He told the Sunday Times Excise teams headed by senior officials had fanned out throughout the country to nab offenders after the election campaign ended at midnight on Friday. This is also to ensure that all liquor outlets are closed on polls day, tomorrow.
Mr. Gunawardena said the step was taken on a directive from Elections Commissioner Mahinda Deshapriya to act against those found to be violating excise laws during this period.
Several candidates from all parties are known in the past to have distributed liquor and other gifts to supporters during election campaigning, but this would not be tolerated and liquor outlets which violated regulations would face heavy fines or even the cancellation of their operating licences, the Excise Commissioner warned.
He said the first such detection was made inside in a Badulla District estate where several persons were taken into custody along with 40 bottles of locally manufactured arrack meant to be distributed to party supporters.

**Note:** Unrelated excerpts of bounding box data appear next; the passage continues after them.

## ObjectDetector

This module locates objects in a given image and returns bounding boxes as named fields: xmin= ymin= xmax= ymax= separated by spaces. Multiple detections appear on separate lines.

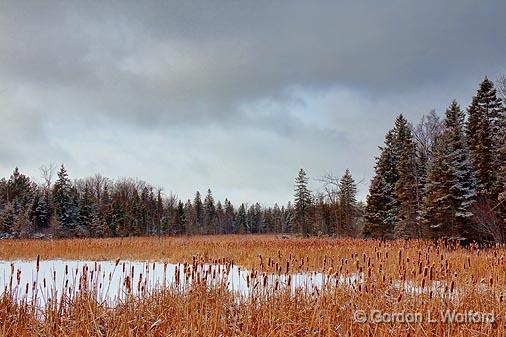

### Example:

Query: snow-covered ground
xmin=0 ymin=260 xmax=363 ymax=305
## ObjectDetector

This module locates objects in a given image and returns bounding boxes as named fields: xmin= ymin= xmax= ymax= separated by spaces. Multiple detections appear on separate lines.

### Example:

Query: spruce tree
xmin=193 ymin=191 xmax=204 ymax=234
xmin=204 ymin=189 xmax=216 ymax=234
xmin=79 ymin=184 xmax=95 ymax=230
xmin=467 ymin=77 xmax=506 ymax=197
xmin=394 ymin=115 xmax=422 ymax=239
xmin=30 ymin=192 xmax=50 ymax=229
xmin=174 ymin=201 xmax=186 ymax=234
xmin=236 ymin=204 xmax=248 ymax=233
xmin=339 ymin=169 xmax=357 ymax=235
xmin=295 ymin=169 xmax=312 ymax=235
xmin=423 ymin=100 xmax=478 ymax=238
xmin=53 ymin=165 xmax=78 ymax=236
xmin=363 ymin=130 xmax=399 ymax=239
xmin=0 ymin=203 xmax=16 ymax=234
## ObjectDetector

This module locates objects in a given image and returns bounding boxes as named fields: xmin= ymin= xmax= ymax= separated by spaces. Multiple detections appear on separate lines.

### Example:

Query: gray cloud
xmin=0 ymin=0 xmax=506 ymax=201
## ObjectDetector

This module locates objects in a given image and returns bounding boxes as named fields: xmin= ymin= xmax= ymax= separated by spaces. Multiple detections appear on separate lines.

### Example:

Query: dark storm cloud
xmin=0 ymin=0 xmax=506 ymax=200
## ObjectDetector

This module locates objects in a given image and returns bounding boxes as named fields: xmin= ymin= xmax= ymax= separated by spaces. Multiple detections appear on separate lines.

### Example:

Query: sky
xmin=0 ymin=0 xmax=506 ymax=204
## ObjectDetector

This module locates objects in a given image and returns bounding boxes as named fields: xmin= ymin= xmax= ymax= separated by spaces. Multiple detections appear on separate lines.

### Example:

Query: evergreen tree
xmin=204 ymin=189 xmax=216 ymax=234
xmin=281 ymin=202 xmax=295 ymax=233
xmin=53 ymin=165 xmax=78 ymax=236
xmin=236 ymin=204 xmax=248 ymax=233
xmin=467 ymin=77 xmax=506 ymax=200
xmin=295 ymin=169 xmax=312 ymax=235
xmin=214 ymin=200 xmax=225 ymax=234
xmin=193 ymin=191 xmax=204 ymax=233
xmin=30 ymin=192 xmax=50 ymax=229
xmin=0 ymin=203 xmax=16 ymax=234
xmin=224 ymin=199 xmax=236 ymax=233
xmin=423 ymin=100 xmax=477 ymax=238
xmin=394 ymin=115 xmax=422 ymax=239
xmin=79 ymin=184 xmax=95 ymax=229
xmin=174 ymin=201 xmax=186 ymax=234
xmin=6 ymin=167 xmax=32 ymax=213
xmin=339 ymin=169 xmax=357 ymax=235
xmin=363 ymin=130 xmax=399 ymax=239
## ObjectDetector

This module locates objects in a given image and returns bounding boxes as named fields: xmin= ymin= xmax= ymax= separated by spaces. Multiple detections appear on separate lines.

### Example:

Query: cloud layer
xmin=0 ymin=0 xmax=506 ymax=203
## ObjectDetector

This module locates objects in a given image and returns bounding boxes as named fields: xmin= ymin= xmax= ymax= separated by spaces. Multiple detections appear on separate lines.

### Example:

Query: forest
xmin=0 ymin=77 xmax=506 ymax=242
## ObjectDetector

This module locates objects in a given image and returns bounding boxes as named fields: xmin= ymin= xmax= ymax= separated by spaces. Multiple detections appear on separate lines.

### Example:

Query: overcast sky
xmin=0 ymin=0 xmax=506 ymax=204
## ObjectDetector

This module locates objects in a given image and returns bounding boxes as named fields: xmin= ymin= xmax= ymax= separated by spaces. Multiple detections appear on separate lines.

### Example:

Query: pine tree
xmin=193 ymin=191 xmax=204 ymax=233
xmin=0 ymin=203 xmax=16 ymax=234
xmin=6 ymin=167 xmax=32 ymax=213
xmin=394 ymin=115 xmax=422 ymax=239
xmin=423 ymin=100 xmax=477 ymax=238
xmin=295 ymin=169 xmax=312 ymax=235
xmin=78 ymin=184 xmax=95 ymax=229
xmin=236 ymin=204 xmax=248 ymax=233
xmin=363 ymin=130 xmax=399 ymax=239
xmin=281 ymin=202 xmax=295 ymax=233
xmin=339 ymin=169 xmax=357 ymax=235
xmin=174 ymin=201 xmax=186 ymax=234
xmin=30 ymin=192 xmax=50 ymax=229
xmin=204 ymin=189 xmax=216 ymax=234
xmin=224 ymin=199 xmax=236 ymax=233
xmin=53 ymin=165 xmax=78 ymax=236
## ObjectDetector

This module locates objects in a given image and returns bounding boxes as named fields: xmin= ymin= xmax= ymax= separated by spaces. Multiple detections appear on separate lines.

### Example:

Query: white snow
xmin=0 ymin=260 xmax=364 ymax=306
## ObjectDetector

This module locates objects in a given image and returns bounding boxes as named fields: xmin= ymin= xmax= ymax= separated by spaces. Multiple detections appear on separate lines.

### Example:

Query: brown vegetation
xmin=0 ymin=236 xmax=506 ymax=336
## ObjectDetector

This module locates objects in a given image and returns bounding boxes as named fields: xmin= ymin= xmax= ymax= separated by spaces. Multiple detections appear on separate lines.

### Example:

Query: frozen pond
xmin=0 ymin=260 xmax=363 ymax=305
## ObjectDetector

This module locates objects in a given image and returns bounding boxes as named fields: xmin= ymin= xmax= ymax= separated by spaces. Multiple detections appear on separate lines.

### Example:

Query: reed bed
xmin=0 ymin=236 xmax=506 ymax=336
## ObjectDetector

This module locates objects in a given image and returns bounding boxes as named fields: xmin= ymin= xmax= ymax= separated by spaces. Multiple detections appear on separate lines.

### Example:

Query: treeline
xmin=363 ymin=78 xmax=506 ymax=242
xmin=0 ymin=165 xmax=364 ymax=238
xmin=0 ymin=77 xmax=506 ymax=242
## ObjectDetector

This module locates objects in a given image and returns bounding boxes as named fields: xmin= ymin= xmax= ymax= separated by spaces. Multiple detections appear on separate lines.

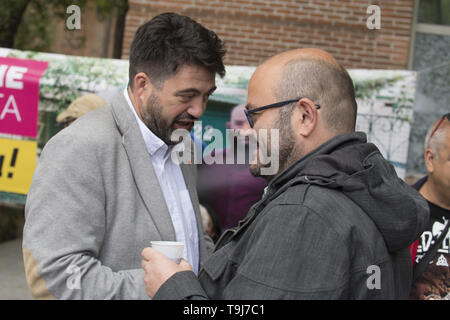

The legal limit of transportation or possession of liquor is 10 bottles or 7.5 litres for a person and exceeding this limit is an offence in terms of the Excise Ordinance, he explained. The Commissioner said undercover Excise officials had also been pressed into the crackdown and they were working along with police and other state agencies. Meanwhile independent election monitoring groups said they had received more than 20 complaints of liquor-related violations of polls laws from several areas, with the worst being the Nuwara-Eliya District.
The complaints were received from Nuwara-Eliya, Lindula, Hatton, Badulla, Puttalam and Chilaw and the offenders belonged to all parties, Campaign for Free and Fair Elections (CaFFE) coordinator Keerthi Tennakoon said. He said the matter had been reported to the areas’ police divisions and since then there had been a drop but the practice was continuing in several areas.
People’s Action for Free and Fair Elections (PAFFREL) director Rohana Hettiaarachchi said they had received two liquor-related complaints but added that the number might be higher.